Quel résumé, n’est-il pas ? Ce court a au moins le mérite d’être unique en son genre et de susciter des interrogations. Pourquoi la jeune femme récupère-t-elle le mégot sur la dépouille d’un homme ? Peut-être ne sait-elle pas qu'il est mort ? Quoi qu'il en soit, comme elle le fait et qu’elle le fume ( !), l'éclairage du film déplace son attention sur un petit démon tout pâle et tout malingre assez flippant il faut dire et rappelant les créatures « faites maison » que l’on peut voir dans des productions Necrostorm telles que "Adam Chaplin" ou "Judy". Celui-ci lui dit qu'elle doit récupérer le sang du vagin de sa sœur qui n’a pourtant plus l’air d’être vierge depuis un paquet d’années ! Non, pas du sang en provenance du bras ou de la cuisse, hein ... juste de son vagin ! Mais ce n’est pas fini car l’entité démoniaque ajoute que si elle ne le fait pas, il sucera son âme directement à partir de son anus ! Les gars, je ne me suis jamais senti aussi interloqué devant un film d’horreur que lorsque j'ai entendu le démon dire cela avec un langage pas châtié pour deux cents ! On tenait là un grand concept et j’en voulais plus ! Je sentais pourtant que je ne comprenais pas pleinement la trame. Pourquoi une cigarette? Pourquoi le sang de l’entrecuisse féminin ? Et surtout pourquoi le caméraman a-t-il pensé que ce serait une bonne idée que de garder son doigt sur la touche zoom avant et zoom arrière lors de la scène finale !? Cela pouvait donner un mal de tête certain mais aussi curieusement rappeler dans une moindre mesure le dernier plan de "Massacre au camp d été". Bref, inquiétant et pour le moins atypique !

Puis suit une autre bizarrerie, « Preciada mas la cosa » (qu’on traduirait par « La chose la plus précieuse »), écrite et réalisée par Isaac Ezban. On a affaire là à un jeune couple qui a loué en pleine semaine un bungalow isolé où ils ont l'intention d'avoir des relations sexuelles. Ce sera la première fois pour la jeune fille dont le petit ami pressant espère obtenir la virginité par ce geste romantique ! Bien sûr, les choses ne vont pas se dérouler comme espérées !

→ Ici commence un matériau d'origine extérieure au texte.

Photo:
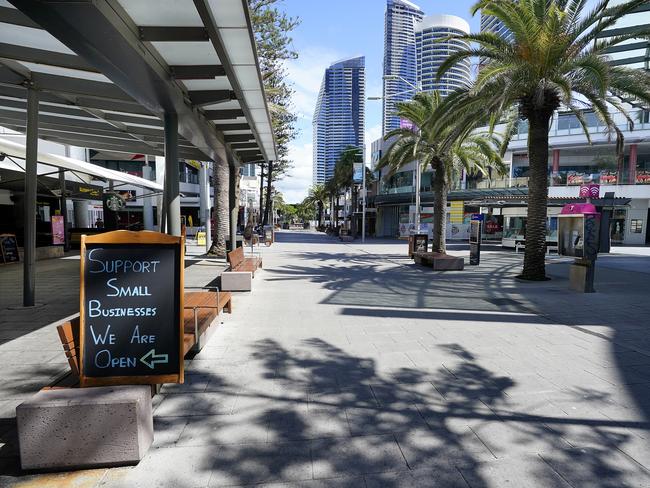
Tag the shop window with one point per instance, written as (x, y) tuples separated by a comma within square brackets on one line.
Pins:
[(636, 226)]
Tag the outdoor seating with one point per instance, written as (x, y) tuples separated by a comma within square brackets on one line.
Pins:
[(439, 261), (239, 262)]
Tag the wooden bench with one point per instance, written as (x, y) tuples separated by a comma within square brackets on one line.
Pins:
[(239, 262), (439, 261), (200, 308)]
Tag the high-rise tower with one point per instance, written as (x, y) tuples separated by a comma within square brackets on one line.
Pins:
[(433, 50), (339, 118), (399, 58)]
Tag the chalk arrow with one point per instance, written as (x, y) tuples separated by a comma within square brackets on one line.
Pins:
[(151, 358)]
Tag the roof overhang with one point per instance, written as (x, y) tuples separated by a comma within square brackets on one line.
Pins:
[(13, 149), (108, 70)]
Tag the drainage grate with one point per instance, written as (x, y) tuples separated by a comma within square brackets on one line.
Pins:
[(500, 302)]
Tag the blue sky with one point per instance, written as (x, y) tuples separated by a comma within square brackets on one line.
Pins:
[(331, 30)]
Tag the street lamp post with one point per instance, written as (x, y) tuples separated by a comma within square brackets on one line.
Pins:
[(415, 89)]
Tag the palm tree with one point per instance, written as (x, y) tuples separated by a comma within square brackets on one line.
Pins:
[(318, 195), (333, 192), (221, 209), (556, 57), (446, 148)]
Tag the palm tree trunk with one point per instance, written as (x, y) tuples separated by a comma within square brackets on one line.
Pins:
[(221, 209), (535, 252), (440, 190), (261, 192)]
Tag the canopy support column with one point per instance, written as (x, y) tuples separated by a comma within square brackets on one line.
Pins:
[(31, 162), (204, 195), (147, 207), (172, 195), (233, 197)]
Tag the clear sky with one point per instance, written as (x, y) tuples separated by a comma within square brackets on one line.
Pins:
[(331, 30)]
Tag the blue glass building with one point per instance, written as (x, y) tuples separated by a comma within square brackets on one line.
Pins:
[(339, 118), (401, 20)]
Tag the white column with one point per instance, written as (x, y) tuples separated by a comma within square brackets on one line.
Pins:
[(81, 217), (160, 179), (147, 206)]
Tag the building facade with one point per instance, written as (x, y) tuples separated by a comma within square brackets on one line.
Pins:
[(400, 61), (432, 50), (339, 117)]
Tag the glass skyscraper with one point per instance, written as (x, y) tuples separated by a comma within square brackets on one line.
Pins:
[(339, 118), (432, 52), (399, 57)]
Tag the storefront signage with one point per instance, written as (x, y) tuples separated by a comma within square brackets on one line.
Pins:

Comme dans la plupart des films d'horreur de cet acabit, il y a un mystérieux vieillard travaillant sur place qui sait tout et tente d'avertir le couple par deux fois. Tout comme on pouvait s'y attendre, ils n’y prêtent pas attention et continuent de flirter ! Pourtant, ils auraient dû l’écouter quand il les mit en garde en leur préconisant fortement de rester cloîtrés à la nuit tombée et de ne pas laisser quoi que ce soit à l'extérieur, car « ils » pourraient le voler ! « Ils » ce sont les « Aluxes », une sorte de trolls vivant dans les bois et ayant l'habitude de prendre des choses qui ne leur appartiennent pas. Les jeunes gens auraient dû méditer les conseils avisés du vieil homme car les créatures sylvestres dont la peau est couverte d’une substance purulente peu appétissante il faut dire vont faire vivre un véritable calvaire à la jeune pucelle. Et vous verrez que c’est assez osé même si l’on regrettera une toute fin relativement prévisible !

Dans le cinquième court « Lo que importa lo de adentro » (« Ce qui importe, c’est ce qui est à l'intérieur »), nous nous concentrons sur une mère et ses deux enfants qui s’activent vivement pour se préparer le matin. Alors que le petit garçon est le chouchou à sa maman, la petite fille qui est handicapée aux jambes, n’arrête pas de crier « coco » (« croquemitaine » voire « ogre » en espagnol) tout en pointant par la fenêtre quelqu’un à l'extérieur, ce qui attise encore plus la colère de sa mère. Plus tard, ils passent en famille devant un sans-abri local, qui se montre agréable envers la maman et son fils, mais fait des grimaces à la petite fille. Peu de temps après dans l'après-midi, le petit garçon va dans la rue jouer au football mais il ne reviendra jamais…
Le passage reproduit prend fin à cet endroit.